Abrams situates this split within Jonathan Haidt’s moral foundations theory. Universalist Jews rely more heavily on moral foundations of care and fairness, while particularist Jews emphasize loyalty, authority, and sanctity. The Mamdani election, Abrams argues, shows that American Jews no longer share a coherent moral language for discussing Israel, antisemitism, or political belonging. Communal institutions that once bridged these differences, like synagogues, federations, and cultural centers, are increasingly having difficulty bridging these two moral worlds.
This fragmentation has real consequences. When one segment of the community sees supporting Mamdani as an ethical obligation and another sees it as a threat to Jewish safety, finding shared political ground becomes nearly impossible. Abrams suggests that the future of Jewish civic life may require a form of “moral bilingualism,” in which leaders learn to speak both the language of empathy and the language of obligation. Only by doing so, he argues, can the community navigate the fractures that Mamdani’s election exposed – fractures that were forming long before voters cast their ballots.
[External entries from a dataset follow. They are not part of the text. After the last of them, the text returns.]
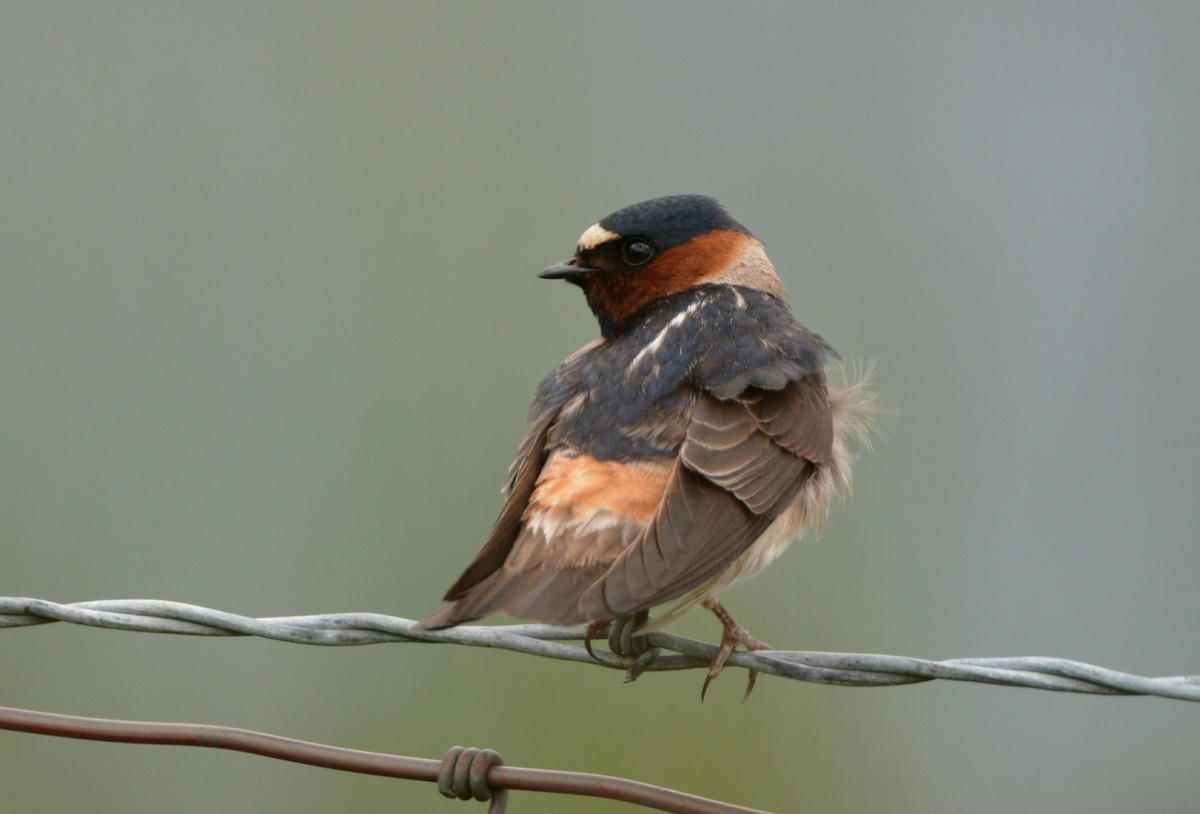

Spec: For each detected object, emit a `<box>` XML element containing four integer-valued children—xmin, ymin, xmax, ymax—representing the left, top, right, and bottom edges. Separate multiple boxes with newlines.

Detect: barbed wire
<box><xmin>0</xmin><ymin>705</ymin><xmax>766</xmax><ymax>814</ymax></box>
<box><xmin>2</xmin><ymin>597</ymin><xmax>1198</xmax><ymax>701</ymax></box>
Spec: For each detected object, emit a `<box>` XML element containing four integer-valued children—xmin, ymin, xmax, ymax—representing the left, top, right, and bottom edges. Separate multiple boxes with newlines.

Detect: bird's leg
<box><xmin>701</xmin><ymin>600</ymin><xmax>771</xmax><ymax>702</ymax></box>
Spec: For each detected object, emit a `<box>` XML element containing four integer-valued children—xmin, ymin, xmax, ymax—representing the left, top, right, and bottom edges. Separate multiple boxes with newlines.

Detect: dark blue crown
<box><xmin>598</xmin><ymin>195</ymin><xmax>751</xmax><ymax>251</ymax></box>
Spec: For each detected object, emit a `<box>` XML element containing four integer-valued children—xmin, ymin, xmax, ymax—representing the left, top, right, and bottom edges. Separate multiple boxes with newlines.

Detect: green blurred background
<box><xmin>2</xmin><ymin>3</ymin><xmax>1198</xmax><ymax>812</ymax></box>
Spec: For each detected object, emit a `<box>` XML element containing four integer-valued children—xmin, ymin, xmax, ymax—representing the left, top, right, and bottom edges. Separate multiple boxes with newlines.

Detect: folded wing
<box><xmin>578</xmin><ymin>373</ymin><xmax>832</xmax><ymax>620</ymax></box>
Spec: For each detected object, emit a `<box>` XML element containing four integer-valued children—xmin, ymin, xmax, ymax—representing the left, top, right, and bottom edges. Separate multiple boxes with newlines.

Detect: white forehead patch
<box><xmin>576</xmin><ymin>223</ymin><xmax>619</xmax><ymax>252</ymax></box>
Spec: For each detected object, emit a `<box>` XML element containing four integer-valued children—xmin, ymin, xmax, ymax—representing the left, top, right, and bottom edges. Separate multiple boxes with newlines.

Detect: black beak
<box><xmin>539</xmin><ymin>259</ymin><xmax>598</xmax><ymax>283</ymax></box>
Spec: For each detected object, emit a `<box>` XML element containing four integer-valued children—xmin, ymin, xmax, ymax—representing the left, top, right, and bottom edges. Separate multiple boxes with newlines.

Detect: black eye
<box><xmin>621</xmin><ymin>238</ymin><xmax>655</xmax><ymax>266</ymax></box>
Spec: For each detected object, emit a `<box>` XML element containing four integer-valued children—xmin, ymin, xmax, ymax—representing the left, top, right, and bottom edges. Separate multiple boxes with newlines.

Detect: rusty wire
<box><xmin>2</xmin><ymin>597</ymin><xmax>1198</xmax><ymax>700</ymax></box>
<box><xmin>0</xmin><ymin>705</ymin><xmax>767</xmax><ymax>814</ymax></box>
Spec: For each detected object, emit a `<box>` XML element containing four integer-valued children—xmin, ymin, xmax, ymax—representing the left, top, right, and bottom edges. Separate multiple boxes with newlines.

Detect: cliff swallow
<box><xmin>417</xmin><ymin>194</ymin><xmax>875</xmax><ymax>698</ymax></box>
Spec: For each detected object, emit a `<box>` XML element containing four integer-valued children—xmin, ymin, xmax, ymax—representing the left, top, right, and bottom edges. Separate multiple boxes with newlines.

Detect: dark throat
<box><xmin>582</xmin><ymin>282</ymin><xmax>621</xmax><ymax>339</ymax></box>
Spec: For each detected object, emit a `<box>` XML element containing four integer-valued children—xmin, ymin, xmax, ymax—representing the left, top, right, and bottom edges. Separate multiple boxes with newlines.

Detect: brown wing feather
<box><xmin>420</xmin><ymin>505</ymin><xmax>646</xmax><ymax>628</ymax></box>
<box><xmin>578</xmin><ymin>373</ymin><xmax>832</xmax><ymax>620</ymax></box>
<box><xmin>421</xmin><ymin>446</ymin><xmax>674</xmax><ymax>629</ymax></box>
<box><xmin>737</xmin><ymin>373</ymin><xmax>833</xmax><ymax>461</ymax></box>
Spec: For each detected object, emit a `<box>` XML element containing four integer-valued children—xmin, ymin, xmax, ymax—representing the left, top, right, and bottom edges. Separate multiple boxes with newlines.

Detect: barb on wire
<box><xmin>1</xmin><ymin>597</ymin><xmax>1198</xmax><ymax>701</ymax></box>
<box><xmin>0</xmin><ymin>705</ymin><xmax>766</xmax><ymax>814</ymax></box>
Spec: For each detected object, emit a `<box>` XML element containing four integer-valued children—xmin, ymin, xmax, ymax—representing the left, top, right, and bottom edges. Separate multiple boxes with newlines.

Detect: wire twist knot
<box><xmin>438</xmin><ymin>746</ymin><xmax>507</xmax><ymax>813</ymax></box>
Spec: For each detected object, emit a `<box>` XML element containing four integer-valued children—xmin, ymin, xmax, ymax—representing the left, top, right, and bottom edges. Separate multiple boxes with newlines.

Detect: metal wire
<box><xmin>0</xmin><ymin>705</ymin><xmax>767</xmax><ymax>814</ymax></box>
<box><xmin>439</xmin><ymin>747</ymin><xmax>508</xmax><ymax>813</ymax></box>
<box><xmin>2</xmin><ymin>597</ymin><xmax>1198</xmax><ymax>700</ymax></box>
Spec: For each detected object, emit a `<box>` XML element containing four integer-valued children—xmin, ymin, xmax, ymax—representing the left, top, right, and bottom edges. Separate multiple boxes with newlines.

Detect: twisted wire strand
<box><xmin>2</xmin><ymin>597</ymin><xmax>1197</xmax><ymax>701</ymax></box>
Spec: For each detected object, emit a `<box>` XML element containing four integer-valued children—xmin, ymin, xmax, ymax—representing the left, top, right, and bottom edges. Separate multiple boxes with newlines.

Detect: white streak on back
<box><xmin>627</xmin><ymin>299</ymin><xmax>704</xmax><ymax>375</ymax></box>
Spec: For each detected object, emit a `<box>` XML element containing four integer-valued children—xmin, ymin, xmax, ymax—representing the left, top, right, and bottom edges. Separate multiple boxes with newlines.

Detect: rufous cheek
<box><xmin>589</xmin><ymin>230</ymin><xmax>754</xmax><ymax>329</ymax></box>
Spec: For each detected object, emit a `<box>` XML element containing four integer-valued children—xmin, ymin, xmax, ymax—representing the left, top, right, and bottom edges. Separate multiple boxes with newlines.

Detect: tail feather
<box><xmin>414</xmin><ymin>565</ymin><xmax>605</xmax><ymax>631</ymax></box>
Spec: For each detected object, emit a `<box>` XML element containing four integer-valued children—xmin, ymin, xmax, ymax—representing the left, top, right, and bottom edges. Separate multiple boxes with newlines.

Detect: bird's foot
<box><xmin>701</xmin><ymin>600</ymin><xmax>771</xmax><ymax>702</ymax></box>
<box><xmin>610</xmin><ymin>609</ymin><xmax>657</xmax><ymax>682</ymax></box>
<box><xmin>624</xmin><ymin>646</ymin><xmax>663</xmax><ymax>683</ymax></box>
<box><xmin>583</xmin><ymin>611</ymin><xmax>656</xmax><ymax>681</ymax></box>
<box><xmin>608</xmin><ymin>609</ymin><xmax>650</xmax><ymax>658</ymax></box>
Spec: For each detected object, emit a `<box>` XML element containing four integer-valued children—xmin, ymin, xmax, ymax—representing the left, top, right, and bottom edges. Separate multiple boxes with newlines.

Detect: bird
<box><xmin>416</xmin><ymin>194</ymin><xmax>876</xmax><ymax>698</ymax></box>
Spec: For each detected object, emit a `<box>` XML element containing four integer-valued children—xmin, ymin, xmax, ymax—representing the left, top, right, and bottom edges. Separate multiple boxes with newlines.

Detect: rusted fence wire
<box><xmin>0</xmin><ymin>705</ymin><xmax>767</xmax><ymax>814</ymax></box>
<box><xmin>2</xmin><ymin>597</ymin><xmax>1198</xmax><ymax>700</ymax></box>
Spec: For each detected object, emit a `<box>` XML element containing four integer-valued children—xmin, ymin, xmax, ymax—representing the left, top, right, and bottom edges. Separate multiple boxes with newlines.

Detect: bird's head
<box><xmin>540</xmin><ymin>195</ymin><xmax>787</xmax><ymax>338</ymax></box>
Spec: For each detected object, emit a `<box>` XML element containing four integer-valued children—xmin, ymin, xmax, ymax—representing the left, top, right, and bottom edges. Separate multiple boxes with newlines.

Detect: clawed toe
<box><xmin>586</xmin><ymin>603</ymin><xmax>769</xmax><ymax>699</ymax></box>
<box><xmin>583</xmin><ymin>620</ymin><xmax>608</xmax><ymax>661</ymax></box>
<box><xmin>584</xmin><ymin>610</ymin><xmax>651</xmax><ymax>664</ymax></box>
<box><xmin>608</xmin><ymin>609</ymin><xmax>650</xmax><ymax>657</ymax></box>
<box><xmin>624</xmin><ymin>646</ymin><xmax>663</xmax><ymax>682</ymax></box>
<box><xmin>701</xmin><ymin>600</ymin><xmax>771</xmax><ymax>702</ymax></box>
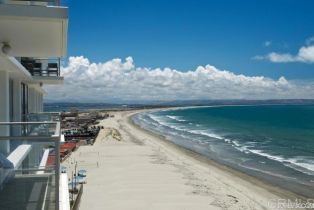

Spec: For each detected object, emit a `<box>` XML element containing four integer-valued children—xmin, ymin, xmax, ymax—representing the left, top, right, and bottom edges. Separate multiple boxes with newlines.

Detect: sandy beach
<box><xmin>63</xmin><ymin>109</ymin><xmax>304</xmax><ymax>210</ymax></box>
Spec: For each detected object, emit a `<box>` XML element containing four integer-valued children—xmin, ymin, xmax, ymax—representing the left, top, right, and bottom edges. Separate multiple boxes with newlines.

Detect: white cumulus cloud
<box><xmin>254</xmin><ymin>38</ymin><xmax>314</xmax><ymax>63</ymax></box>
<box><xmin>44</xmin><ymin>56</ymin><xmax>314</xmax><ymax>102</ymax></box>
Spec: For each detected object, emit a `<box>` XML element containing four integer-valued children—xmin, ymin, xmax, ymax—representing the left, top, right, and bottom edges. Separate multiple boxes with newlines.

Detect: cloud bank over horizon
<box><xmin>44</xmin><ymin>56</ymin><xmax>314</xmax><ymax>102</ymax></box>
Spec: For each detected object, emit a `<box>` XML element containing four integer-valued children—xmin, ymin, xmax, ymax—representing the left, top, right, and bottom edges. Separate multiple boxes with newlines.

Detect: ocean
<box><xmin>132</xmin><ymin>105</ymin><xmax>314</xmax><ymax>197</ymax></box>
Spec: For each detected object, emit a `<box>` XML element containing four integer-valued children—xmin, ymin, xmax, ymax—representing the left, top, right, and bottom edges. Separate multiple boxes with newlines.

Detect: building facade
<box><xmin>0</xmin><ymin>0</ymin><xmax>68</xmax><ymax>209</ymax></box>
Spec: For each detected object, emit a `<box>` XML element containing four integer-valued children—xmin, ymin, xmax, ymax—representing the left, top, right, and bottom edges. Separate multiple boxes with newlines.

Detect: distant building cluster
<box><xmin>60</xmin><ymin>110</ymin><xmax>108</xmax><ymax>161</ymax></box>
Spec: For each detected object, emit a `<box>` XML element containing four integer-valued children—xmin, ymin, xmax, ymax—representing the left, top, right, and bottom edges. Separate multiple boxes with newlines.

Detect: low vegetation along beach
<box><xmin>63</xmin><ymin>108</ymin><xmax>310</xmax><ymax>210</ymax></box>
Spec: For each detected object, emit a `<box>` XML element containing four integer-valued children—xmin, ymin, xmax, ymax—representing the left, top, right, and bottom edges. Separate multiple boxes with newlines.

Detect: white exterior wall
<box><xmin>0</xmin><ymin>71</ymin><xmax>10</xmax><ymax>156</ymax></box>
<box><xmin>0</xmin><ymin>70</ymin><xmax>45</xmax><ymax>156</ymax></box>
<box><xmin>39</xmin><ymin>92</ymin><xmax>43</xmax><ymax>112</ymax></box>
<box><xmin>38</xmin><ymin>89</ymin><xmax>43</xmax><ymax>112</ymax></box>
<box><xmin>28</xmin><ymin>87</ymin><xmax>45</xmax><ymax>167</ymax></box>
<box><xmin>28</xmin><ymin>86</ymin><xmax>43</xmax><ymax>114</ymax></box>
<box><xmin>28</xmin><ymin>87</ymin><xmax>34</xmax><ymax>113</ymax></box>
<box><xmin>26</xmin><ymin>86</ymin><xmax>45</xmax><ymax>167</ymax></box>
<box><xmin>34</xmin><ymin>89</ymin><xmax>37</xmax><ymax>113</ymax></box>
<box><xmin>12</xmin><ymin>79</ymin><xmax>21</xmax><ymax>122</ymax></box>
<box><xmin>11</xmin><ymin>79</ymin><xmax>22</xmax><ymax>137</ymax></box>
<box><xmin>0</xmin><ymin>3</ymin><xmax>68</xmax><ymax>208</ymax></box>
Mamdani’s victory has therefore become a weathervane not only for generational change, but for understanding the evolving moral meaning of being Jewish in America. Whether his administration can bridge these competing visions remains to be seen. What is clear is that his election forced conversations within Jewish communities that leaders across the political spectrum acknowledge were long overdue.